Hydraulic Shop sticking to Lean principles
October 16, 2009
- Magnets are replacing rolls of masking tape in the Hydraulic Shop thanks to an idea from Keith Thomas.
ANNISTON ARMY DEPOT, Ala. - Magnets are replacing rolls of masking tape in the Hydraulic Shop thanks to an idea from Keith Thomas, a mechanic currently assigned to the Lean manufacturing project.
Thomas presented the new concept to his co-workers during a rapid improvement event on Aug. 24, demonstrating how magnets, cut to fit the areas of hydraulic parts for Paladins and M1 vehicles that do not require painting, could reduce time spent taping up each part.
"They spent hours taping in the past," said Thomas as he showed a time study on the yoke where more than 25 minutes was saved through the use of magnets.
After the paint is applied and the part dries, the magnets are also easier to remove, again saving time.
"Your tape will tear and you have to scrape it off," said Thomas, explaining the heat from the drying process often makes removal of the masking tape difficult.

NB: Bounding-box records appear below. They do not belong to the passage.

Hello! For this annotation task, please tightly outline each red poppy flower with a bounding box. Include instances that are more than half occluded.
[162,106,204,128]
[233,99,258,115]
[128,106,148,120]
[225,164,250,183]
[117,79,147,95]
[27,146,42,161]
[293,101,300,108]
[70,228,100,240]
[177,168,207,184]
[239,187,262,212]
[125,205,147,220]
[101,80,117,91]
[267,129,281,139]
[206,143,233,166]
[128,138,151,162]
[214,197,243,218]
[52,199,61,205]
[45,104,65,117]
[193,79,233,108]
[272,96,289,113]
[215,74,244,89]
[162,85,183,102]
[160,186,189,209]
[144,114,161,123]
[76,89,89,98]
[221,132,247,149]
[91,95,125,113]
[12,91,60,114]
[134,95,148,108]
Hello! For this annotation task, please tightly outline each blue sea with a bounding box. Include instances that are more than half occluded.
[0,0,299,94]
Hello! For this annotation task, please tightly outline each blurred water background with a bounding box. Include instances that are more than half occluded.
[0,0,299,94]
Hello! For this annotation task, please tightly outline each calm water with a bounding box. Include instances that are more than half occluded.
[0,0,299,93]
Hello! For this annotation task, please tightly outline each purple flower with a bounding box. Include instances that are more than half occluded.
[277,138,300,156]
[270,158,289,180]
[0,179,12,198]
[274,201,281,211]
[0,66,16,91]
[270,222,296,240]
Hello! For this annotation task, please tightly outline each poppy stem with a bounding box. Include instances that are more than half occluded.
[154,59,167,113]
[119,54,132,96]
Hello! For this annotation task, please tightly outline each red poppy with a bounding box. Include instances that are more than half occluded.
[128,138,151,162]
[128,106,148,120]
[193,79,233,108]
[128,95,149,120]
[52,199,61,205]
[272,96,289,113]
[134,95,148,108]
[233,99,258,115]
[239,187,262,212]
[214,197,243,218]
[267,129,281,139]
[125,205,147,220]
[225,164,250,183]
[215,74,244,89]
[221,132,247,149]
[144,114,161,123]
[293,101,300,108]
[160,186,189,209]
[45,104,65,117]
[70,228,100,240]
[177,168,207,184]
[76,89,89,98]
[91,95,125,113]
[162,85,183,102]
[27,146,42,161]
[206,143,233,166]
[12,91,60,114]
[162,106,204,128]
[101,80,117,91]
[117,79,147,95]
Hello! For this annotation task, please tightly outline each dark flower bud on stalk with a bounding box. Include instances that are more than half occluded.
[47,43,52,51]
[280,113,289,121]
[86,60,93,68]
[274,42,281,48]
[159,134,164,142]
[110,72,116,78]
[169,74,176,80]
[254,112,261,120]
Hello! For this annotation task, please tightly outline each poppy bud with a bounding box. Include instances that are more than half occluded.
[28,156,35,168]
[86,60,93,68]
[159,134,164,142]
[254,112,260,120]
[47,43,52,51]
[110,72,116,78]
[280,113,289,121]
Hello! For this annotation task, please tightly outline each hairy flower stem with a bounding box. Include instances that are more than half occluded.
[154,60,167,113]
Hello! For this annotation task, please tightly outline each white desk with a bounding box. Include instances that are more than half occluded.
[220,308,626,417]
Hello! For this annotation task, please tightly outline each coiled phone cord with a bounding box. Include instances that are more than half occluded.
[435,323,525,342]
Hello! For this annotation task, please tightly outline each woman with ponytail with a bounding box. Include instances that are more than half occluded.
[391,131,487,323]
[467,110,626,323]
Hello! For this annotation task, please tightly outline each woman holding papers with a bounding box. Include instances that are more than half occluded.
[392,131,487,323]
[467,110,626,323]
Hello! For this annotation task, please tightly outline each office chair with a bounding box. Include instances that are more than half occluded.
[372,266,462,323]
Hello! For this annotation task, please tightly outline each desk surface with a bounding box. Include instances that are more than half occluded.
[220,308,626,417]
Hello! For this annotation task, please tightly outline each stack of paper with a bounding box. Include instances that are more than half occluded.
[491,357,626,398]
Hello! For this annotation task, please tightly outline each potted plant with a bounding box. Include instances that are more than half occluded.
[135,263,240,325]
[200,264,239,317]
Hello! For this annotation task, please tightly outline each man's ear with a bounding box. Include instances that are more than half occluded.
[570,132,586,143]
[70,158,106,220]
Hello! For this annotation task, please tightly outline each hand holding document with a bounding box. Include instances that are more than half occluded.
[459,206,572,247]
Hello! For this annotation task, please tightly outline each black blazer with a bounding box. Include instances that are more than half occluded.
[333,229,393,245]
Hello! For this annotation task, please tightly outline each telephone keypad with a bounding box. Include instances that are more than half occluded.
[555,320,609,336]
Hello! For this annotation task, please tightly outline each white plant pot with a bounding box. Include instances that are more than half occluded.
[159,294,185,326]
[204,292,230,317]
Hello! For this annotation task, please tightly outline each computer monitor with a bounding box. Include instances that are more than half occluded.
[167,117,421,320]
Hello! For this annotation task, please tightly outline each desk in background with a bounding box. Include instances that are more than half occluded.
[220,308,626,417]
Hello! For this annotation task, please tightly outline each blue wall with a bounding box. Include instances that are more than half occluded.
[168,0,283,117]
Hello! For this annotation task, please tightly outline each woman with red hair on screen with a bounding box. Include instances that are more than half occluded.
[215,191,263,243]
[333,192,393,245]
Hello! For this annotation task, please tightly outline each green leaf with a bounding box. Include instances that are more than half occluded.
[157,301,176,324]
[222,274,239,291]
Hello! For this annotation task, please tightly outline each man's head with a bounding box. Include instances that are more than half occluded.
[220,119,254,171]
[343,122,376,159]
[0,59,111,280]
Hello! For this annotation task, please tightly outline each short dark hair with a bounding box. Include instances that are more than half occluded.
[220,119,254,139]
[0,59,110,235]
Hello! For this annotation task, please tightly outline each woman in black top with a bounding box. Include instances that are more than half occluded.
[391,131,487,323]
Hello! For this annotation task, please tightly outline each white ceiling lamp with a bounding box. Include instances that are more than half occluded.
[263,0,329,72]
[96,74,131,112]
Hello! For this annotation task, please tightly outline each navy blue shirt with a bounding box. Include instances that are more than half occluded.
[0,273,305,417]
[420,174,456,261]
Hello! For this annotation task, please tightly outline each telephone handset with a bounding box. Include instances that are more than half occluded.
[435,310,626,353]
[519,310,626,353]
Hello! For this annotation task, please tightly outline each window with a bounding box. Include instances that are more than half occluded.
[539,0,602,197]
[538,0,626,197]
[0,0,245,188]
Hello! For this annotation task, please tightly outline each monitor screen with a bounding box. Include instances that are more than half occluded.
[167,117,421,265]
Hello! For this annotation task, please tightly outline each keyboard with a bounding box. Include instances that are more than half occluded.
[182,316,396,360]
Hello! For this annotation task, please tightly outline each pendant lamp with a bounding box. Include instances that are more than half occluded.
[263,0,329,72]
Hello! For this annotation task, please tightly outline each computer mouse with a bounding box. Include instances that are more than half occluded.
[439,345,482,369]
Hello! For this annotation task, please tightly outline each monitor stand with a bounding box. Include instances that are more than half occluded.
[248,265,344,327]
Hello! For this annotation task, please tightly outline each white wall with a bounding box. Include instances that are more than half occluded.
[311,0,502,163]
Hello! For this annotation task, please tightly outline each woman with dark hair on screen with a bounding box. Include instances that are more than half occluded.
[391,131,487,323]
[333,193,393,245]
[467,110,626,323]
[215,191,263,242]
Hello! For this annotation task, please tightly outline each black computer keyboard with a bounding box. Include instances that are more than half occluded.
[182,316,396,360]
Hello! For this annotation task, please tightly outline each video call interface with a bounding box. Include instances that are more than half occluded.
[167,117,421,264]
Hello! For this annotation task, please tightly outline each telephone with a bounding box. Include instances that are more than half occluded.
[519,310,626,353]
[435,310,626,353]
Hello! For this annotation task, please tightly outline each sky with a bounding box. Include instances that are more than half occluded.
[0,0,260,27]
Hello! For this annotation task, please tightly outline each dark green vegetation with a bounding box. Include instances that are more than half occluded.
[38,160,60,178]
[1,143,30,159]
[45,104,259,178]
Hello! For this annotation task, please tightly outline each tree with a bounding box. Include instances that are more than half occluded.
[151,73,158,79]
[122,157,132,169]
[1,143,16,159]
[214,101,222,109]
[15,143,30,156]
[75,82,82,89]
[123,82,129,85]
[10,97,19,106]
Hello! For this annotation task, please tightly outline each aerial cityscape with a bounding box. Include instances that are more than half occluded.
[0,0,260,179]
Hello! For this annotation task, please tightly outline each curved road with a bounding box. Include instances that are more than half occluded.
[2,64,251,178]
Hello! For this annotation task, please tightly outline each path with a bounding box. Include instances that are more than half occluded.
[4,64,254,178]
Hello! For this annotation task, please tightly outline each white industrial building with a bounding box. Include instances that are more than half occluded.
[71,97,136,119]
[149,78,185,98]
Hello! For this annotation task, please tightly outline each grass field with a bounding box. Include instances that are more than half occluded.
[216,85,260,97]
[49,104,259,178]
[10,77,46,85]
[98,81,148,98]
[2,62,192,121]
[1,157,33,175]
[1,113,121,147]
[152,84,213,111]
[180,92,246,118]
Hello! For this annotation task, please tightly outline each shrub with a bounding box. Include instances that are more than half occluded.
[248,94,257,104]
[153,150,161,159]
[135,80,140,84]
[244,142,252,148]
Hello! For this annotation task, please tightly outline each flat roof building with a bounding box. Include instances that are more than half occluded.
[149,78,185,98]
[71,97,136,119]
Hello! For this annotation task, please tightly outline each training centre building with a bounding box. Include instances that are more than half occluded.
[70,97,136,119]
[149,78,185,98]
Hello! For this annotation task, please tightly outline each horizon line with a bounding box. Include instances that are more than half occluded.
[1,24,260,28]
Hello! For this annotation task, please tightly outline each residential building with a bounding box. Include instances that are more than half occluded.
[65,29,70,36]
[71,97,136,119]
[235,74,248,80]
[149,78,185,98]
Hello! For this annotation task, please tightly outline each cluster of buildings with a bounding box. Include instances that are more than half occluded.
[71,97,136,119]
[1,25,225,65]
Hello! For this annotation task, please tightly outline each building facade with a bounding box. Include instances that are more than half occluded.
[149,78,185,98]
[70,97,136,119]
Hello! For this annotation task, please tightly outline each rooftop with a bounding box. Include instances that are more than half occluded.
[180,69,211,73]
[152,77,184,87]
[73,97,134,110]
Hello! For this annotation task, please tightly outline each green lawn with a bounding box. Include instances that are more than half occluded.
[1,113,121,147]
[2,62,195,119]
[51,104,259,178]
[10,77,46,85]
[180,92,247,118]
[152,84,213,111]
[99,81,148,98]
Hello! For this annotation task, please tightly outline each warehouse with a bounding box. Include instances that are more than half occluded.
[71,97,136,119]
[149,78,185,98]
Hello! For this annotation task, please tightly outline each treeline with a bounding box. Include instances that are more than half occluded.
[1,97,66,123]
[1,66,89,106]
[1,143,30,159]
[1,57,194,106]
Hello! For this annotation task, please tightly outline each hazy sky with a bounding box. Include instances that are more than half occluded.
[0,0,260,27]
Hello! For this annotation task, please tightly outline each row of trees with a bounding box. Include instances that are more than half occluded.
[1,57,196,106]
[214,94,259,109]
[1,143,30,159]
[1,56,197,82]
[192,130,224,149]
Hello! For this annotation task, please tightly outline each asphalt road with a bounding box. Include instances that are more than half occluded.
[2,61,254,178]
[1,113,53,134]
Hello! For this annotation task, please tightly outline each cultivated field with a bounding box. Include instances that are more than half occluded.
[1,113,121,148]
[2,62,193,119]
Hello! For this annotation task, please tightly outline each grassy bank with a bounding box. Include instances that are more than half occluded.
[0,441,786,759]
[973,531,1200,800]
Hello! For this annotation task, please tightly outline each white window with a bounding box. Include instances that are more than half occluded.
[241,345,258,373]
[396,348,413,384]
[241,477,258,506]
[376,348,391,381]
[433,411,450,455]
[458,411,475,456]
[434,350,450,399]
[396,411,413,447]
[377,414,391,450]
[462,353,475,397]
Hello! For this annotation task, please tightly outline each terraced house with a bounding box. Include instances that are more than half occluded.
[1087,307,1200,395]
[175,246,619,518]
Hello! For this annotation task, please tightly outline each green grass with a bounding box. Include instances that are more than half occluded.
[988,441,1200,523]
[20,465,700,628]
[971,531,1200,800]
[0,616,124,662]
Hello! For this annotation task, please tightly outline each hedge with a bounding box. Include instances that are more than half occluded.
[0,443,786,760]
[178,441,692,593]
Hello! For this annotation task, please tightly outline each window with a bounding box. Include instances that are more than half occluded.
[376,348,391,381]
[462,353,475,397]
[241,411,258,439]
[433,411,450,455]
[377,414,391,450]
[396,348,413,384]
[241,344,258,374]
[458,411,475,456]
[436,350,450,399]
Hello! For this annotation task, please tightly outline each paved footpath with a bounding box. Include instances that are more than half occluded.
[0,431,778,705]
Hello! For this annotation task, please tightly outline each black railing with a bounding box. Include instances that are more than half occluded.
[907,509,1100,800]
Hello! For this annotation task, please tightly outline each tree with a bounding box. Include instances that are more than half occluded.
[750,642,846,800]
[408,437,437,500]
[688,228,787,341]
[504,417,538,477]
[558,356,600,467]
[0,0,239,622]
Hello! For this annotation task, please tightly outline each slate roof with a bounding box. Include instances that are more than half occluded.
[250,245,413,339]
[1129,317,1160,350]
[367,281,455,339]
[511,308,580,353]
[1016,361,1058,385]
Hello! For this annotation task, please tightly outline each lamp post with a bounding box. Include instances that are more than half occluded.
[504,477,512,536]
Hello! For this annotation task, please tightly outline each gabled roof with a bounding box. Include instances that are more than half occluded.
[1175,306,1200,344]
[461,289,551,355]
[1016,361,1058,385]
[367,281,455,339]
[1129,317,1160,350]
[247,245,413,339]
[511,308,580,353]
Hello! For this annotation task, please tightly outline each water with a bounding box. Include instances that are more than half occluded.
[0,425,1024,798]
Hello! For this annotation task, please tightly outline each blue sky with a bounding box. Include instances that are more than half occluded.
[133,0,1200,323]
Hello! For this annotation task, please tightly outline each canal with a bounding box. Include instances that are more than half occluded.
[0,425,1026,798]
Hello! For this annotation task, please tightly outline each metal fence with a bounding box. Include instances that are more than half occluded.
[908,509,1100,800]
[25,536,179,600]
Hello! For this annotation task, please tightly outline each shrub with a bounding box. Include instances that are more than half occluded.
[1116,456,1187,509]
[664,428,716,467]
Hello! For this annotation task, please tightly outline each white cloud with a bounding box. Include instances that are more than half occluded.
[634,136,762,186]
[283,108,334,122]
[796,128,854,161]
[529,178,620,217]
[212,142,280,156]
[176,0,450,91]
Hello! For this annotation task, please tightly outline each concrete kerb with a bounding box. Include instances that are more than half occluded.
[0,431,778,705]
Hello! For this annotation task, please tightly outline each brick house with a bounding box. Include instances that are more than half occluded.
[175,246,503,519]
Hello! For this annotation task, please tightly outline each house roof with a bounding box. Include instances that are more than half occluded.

Using magnets also improves the quality of the paint coverage. Where masking tape can allow paint to slip under its edge, causing drops that must be scraped off with a blade, the magnetic bond creates a clean edge.
"The quality of the paint edge is tremendously better because the magnet adheres to the part and you don't have the painting mistakes. The difference is amazing between taped parts and parts where magnets were used," said Mark Greenwood, process improvement specialist with the Directorate of Engineering and Quality, who, along with Thomas, has found ways to use the magnets in Lean manufacturing processes throughout the depot.
Thomas came up with the idea based on his own experience painting limousines. He found, through testing different materials, the magnets stuck well and could take the heat and pressure required for painting.
Charlie Kirkland in the Upholstery Shop has helped the cause by cutting out some of the shapes needed.
Kirkland said he could easily cut out the circular magnets needed using equipment he had at hand, but for more complex shapes he had to create new cutting molds.
In the Hydraulic Shop, the magnets are glued into the shape needed by Thomas and two of his co-workers, fellow mechanic Terry Brownlow and Richard Rice, a process improvement specialist. The men appreciate the time magnets can save and see broader uses for the idea.
"Magnetic pieces can be used on all depots, not just at ANAD," said Rice.
In addition to the magnetic covers used to keep paint off certain areas of the parts, the shop is using rubber plugs as well as metal caps to keep paint out of areas where magnets will not work.